Como sua rotina de trabalho foi alterada pela pandemia de covid-19?
A rotina tornou-se extremamente complexa. A princípio, dúvidas e medo em relação à atuação profissional, assepsias e organização do trabalho voltado para o contexto. Considero que as visitas domiciliares foram a parte mais afetada: realizá-las sem proximidade, e sem acesso ao interior dos domicílios, é um distanciamento de vínculo. Entendo perfeitamente a necessidade dessa ação, porém é um momento em que o ser humano carece de estreitamento nas relações.
Que dificuldades são vivenciadas atualmente, pelos agentes de saúde, no contexto da pandemia?
No início, quando houve a confirmação de transmissão comunitária no estado, as dificuldades eram de acesso às informações com rapidez, sobre contágio, prevenção e promoção à saúde. Hoje, não naturalizamos a realidade da covid, mas entendemos e compreendemos que somente as ações de prevenção, principalmente ligadas à higiene, não darão conta da realidade. Convivemos com dificuldades estruturais, por conta do acesso aos serviços de saúde que no momento estão colapsados; administrativos, pela dificuldade de informações e orientações específicas para a metodologia do trabalho na ponta, na atenção primária, que não tem chegado em tempo hábil; e emocional, pois esse contexto tem exigido um comportamento individual. Na prática, a inexistência desse comportamento nos afeta. Um exemplo típico é que as pessoas querem se aproximar sem máscara e têm dificuldade em adotar as orientações de higienização. Sem falar no social, que precisa ser pensado, pois faz parte de um contexto que está diretamente ligado ao serviço do agente comunitário, pois temos acesso a trabalhadores autônomos que estão sobrevivendo em meio a tudo isso.
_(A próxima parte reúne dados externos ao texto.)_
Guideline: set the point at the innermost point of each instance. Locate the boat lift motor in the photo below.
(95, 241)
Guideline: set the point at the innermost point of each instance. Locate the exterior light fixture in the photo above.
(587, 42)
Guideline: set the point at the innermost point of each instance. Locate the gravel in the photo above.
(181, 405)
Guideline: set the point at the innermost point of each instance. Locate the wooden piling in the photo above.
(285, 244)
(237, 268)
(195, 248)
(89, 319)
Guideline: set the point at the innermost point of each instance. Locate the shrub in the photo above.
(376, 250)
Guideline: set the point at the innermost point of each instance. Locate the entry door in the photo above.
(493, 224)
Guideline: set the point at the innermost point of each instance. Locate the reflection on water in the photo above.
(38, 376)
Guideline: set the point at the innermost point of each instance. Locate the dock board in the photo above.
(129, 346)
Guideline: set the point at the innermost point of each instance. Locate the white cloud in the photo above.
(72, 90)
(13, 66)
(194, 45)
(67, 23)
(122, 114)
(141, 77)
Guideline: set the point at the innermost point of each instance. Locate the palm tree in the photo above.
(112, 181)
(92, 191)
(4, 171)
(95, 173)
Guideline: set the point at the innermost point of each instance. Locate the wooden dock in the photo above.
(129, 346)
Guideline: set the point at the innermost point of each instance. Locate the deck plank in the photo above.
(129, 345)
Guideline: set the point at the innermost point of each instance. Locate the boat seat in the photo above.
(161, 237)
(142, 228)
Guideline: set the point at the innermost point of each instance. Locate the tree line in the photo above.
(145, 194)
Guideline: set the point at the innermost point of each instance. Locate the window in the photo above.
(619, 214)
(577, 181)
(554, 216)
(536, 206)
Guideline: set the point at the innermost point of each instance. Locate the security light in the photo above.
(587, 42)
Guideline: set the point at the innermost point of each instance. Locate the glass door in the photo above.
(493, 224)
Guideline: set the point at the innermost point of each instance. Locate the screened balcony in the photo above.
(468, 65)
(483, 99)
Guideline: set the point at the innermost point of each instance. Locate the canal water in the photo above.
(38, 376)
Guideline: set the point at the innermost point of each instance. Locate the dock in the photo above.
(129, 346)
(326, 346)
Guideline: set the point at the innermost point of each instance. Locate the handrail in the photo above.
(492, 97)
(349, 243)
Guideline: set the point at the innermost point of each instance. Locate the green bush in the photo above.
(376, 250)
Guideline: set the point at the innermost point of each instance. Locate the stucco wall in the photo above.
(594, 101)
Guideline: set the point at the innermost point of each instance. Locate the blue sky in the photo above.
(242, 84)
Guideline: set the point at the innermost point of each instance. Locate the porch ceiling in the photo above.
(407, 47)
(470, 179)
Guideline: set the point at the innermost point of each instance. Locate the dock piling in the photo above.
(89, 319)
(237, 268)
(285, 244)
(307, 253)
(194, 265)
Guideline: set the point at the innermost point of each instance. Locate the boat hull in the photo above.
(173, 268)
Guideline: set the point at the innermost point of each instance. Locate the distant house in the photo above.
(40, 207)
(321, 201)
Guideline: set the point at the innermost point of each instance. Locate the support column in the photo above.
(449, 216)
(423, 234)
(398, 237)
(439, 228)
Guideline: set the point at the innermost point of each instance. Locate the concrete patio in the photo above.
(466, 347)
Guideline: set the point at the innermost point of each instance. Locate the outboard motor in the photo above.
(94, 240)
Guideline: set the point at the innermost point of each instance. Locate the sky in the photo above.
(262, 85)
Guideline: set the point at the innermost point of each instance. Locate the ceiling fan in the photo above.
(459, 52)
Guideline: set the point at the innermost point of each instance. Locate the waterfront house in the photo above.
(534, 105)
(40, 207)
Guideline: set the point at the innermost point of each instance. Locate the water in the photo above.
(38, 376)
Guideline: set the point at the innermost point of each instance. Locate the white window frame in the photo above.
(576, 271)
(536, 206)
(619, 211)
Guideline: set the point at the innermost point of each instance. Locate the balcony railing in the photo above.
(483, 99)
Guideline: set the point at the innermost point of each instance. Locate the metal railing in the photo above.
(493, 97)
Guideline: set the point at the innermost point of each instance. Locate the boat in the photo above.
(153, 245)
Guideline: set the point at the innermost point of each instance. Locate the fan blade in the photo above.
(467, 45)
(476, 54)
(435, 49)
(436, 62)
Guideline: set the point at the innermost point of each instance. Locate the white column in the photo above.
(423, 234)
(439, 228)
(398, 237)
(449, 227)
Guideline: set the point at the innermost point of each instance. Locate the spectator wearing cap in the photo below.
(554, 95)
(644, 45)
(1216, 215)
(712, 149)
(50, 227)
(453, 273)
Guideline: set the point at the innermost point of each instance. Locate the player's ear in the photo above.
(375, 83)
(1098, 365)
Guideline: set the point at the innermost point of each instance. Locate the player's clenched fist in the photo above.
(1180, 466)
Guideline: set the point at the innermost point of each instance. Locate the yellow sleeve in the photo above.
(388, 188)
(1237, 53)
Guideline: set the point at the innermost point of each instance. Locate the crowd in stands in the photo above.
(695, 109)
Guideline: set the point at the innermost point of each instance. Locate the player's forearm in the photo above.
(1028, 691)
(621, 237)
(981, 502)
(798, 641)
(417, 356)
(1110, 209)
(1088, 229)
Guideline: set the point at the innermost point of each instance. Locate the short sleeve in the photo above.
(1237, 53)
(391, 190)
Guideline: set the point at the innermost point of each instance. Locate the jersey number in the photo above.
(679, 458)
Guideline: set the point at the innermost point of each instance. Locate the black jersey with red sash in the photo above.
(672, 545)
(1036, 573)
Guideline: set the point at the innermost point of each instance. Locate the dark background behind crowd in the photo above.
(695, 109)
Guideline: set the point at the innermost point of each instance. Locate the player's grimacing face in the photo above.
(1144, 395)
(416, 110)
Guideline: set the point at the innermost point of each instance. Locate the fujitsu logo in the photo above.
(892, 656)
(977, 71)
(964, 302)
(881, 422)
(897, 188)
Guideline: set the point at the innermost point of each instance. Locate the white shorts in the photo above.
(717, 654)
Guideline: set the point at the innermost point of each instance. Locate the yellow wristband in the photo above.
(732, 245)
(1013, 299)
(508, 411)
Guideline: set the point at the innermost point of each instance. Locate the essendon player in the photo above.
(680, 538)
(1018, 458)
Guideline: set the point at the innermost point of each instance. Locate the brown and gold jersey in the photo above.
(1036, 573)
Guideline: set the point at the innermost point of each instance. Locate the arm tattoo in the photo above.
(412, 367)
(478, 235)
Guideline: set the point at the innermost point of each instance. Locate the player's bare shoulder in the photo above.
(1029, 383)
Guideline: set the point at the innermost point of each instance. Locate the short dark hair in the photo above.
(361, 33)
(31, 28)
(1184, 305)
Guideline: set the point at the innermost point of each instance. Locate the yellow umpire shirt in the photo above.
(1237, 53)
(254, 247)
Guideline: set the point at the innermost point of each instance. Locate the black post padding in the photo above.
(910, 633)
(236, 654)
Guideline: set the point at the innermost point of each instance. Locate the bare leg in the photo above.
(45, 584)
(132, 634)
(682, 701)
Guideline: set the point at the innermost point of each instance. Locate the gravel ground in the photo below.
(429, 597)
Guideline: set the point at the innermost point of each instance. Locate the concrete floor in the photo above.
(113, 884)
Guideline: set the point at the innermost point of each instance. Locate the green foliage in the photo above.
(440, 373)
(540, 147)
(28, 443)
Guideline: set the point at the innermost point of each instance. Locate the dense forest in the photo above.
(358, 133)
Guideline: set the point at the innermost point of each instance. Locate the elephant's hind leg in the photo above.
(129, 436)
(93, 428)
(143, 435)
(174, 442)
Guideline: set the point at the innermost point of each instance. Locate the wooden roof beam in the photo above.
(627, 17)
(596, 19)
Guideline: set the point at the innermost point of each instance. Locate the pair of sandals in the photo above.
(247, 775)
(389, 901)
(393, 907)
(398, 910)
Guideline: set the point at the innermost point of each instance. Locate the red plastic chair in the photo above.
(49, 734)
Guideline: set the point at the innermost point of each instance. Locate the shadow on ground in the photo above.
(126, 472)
E o que tem ajudado nesse momento?
Como trabalhadores promotores de saúde populacional, vivenciamos a dificuldade diária da população. Admito que essa compreensão que estou desenvolvendo não tem sido fácil. Por isso tenho apoiado minhas considerações no que tenho aprendido no Curso Técnico de Agente Comunitário de Saúde (CTACS) oferecido pela EPSJV/Fiocruz. O cuidar precisa ser consciente com ações produtivas que farão sentido na vida de quem o recebe. Tenho refletido sobre e me esforçado para colocar em prática essas ações em minha atuação.
O que passa pela sua cabeça, entre angústias, estresse, preocupações e dificuldades para as próximas semanas ou meses?
Uma mistura de sentimentos me assola. Existem dias que me sinto angustiada pela situação do próximo, seja pela perda de um familiar, internação, falta de alimentos ou do elementar às vezes. São muitos relatos que chegam até mim. Em outros momentos, é possível estar feliz, realizada por ações profissionais e até pessoais, sejam de ajuda física ou psicológica. Tento não pensar muito no que está por vir. Isso gera ansiedade e pode acometer minha saúde emocional. Mas expectativas existem. Do lado negativo, o sistema de saúde parece estar na UTI. Na verdade, essa pandemia apenas revelou de forma clara a grave situação da saúde pública no Brasil tanto em nível estrutural como administrativo, o que de certa forma estava camuflado. E me pergunto como será se mais pessoas adoecerem. Vamos nos prevenir. Oriento e envio mensagens, em rede social, como uma forma de contribuição. Eis o medo de perder mais alguém. Do lado positivo, tudo vai passar, precisamos avançar, é necessário ajudar uns aos outros da forma que puder nos manter vivos e com a mente sã. Esse tem sido o meu lema.